New patients are not scheduling appointments.
Without question, if a practice fails, this is most often the reason. If you are awash in new patient activity and not making money, there are a number of relatively uncomplicated solutions to that. If people simply are not interested, that’s a much bigger challenge. This is almost entirely a marketing issue. How is the practice marketing? How much is it spending? What is the competition doing? These are all questions any owner should constantly ask themselves and review.
Whatever marketing path you choose – visits to referrers, internet-based ads, school marketing, etc. – you must determine what is working. There are a number of methods to split out marketing types to see what might be effective. As one example, you can put a different link or phone number on each of your Facebook and TikTok ads. All of the links and numbers lead back to the same place, but you can look at the results for the originating numbers/links to see what looks effective. Adding multiple phone numbers and links are usually free so there’s no cost other than your time to set them up.
Additionally, you can ask the patient at the first appointment how they heard about you. You can assign identifying numbers to flyers and hand out those flyers to their numbered group to see which ones get mentioned or returned most.

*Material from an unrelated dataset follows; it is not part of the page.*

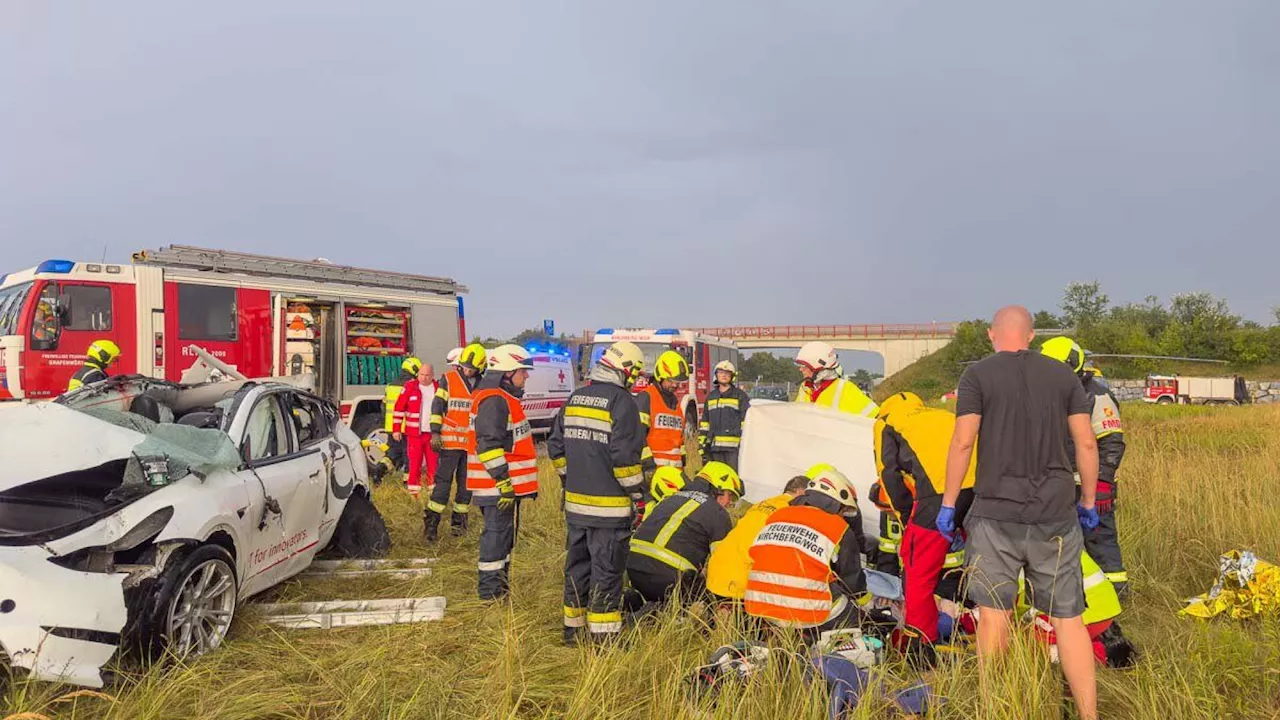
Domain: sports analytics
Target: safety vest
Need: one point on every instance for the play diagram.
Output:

There are many more methods, but any practice must beware of conflating information. A patient may hear your practice name at a school function and then Google your practice name to get the information. When you ask where the patient heard about your practice, that person might respond “oh, I looked you up online.” However, that is not entirely accurate. Any method can be subject to these factors, but as with anything, you want to do as much as possible to filter out the noise to see exactly what works.
One method that almost never works: hoping. Opening the doors and hoping that people will just find you is the best way to have those doors close forever in a short period of time.
Appointments get scheduled, but those new patients do not show up
For me, this is the one of the worst feelings in any practice. The schedule is full with new patients. In fact, things are looking so busy that you hit up the local temp agency for some extra help on that day so you can accommodate everyone. Then, a tiny percentage (as low as 0%) of those people show up. Not only have you not gotten the revenue you had hoped for, but you’ve incurred extra cost and possibly crammed out new patients who might have been serious about visiting. On top of that, the deflation of expecting a big day and getting a disaster can linger emotionally with even the strongest of personalities.
What happened? In our business, one of the things we see frequently is that the patient, not the responsible party, schedules the appointment without first notifying the person tasked with driving to appointments and paying for treatment. That responsible party isn’t ready to start or the appointment conflicts with a work/school schedule. So, rather than go through the hassle of cancelling or rescheduling, they don’t show. The practice hasn’t charged the patient for anything yet, so no harm, no foul.
Practices have responded by doing things like requesting a payment at the time the appointment is scheduled. That may help with no-shows, but it tends to shift the decision window into the “not even scheduling” phase.
Whatever the decision, one part of this process is critical: a practice must attempt to communicate with the responsible party prior to the appointment. The exact nature of the discussion varies wildly, but at the least, the caller should try to gather basic contact information and find out the person’s reason for coming in. With that, a minimally perceptive person can gauge how serious the patient is about visiting the office. If your practice tries to communicate multiple times with no response on any channel, that’s a major red flag.
Patients schedule appointments, show up, but do not need treatment
This point goes beyond treatment decisions that are made by the doctors (more on that later). In any practice, the doctor is entrusted to ensure that they do not put braces on a patient with serious periodontal problems, for example.
Rather, the patients that show up are not at all a fit for the practice. This includes things like adults showing up to a pediatric dentist or patients looking for a cleaning at an orthodontic practice. The issue here almost always relates to a lack of communication. As noted in the bullet point above, if you had some information on what the patient was looking for beforehand, the practice can avoid wasting everyone’s time. In the case of the patient looking for a cleaning, the staff person has the opportunity to immediately refer that person to a dentist and build some goodwill with the doctor receiving the referral.
With regard to the doctor’s treatment recommendations, one can always evaluate trends and outliers. Here’s an example. In a group of orthodontic offices we had in Philadelphia, 8% of new patients were referred out to a dentist, periodontist, etc. for further evaluation before starting treatment. In the Pittsburgh area, the doctor referred out closer to 20% of new patients. Are the profiles of patients in Philadelphia and Pittsburgh so different that 3x the number of patients in Pittsburgh would have to be referred out. Eagles and Steelers fans would have their opinions on this, but in general the answer is no. We should see no significant difference between the two groups. Smaller practices can compare themselves against their peers. In any case, further investigation is warranted here to determine exactly why treatment recommendations may differ so wildly
Patients are scheduling, showing up, need treatment, but elect not to start with the practice
This falls completely into the realm of selling and value. Any search will produce courses upon courses preaching on this subject, but the primarily question remains this: does the practice offer something of value, and can the practice effectively communicate that?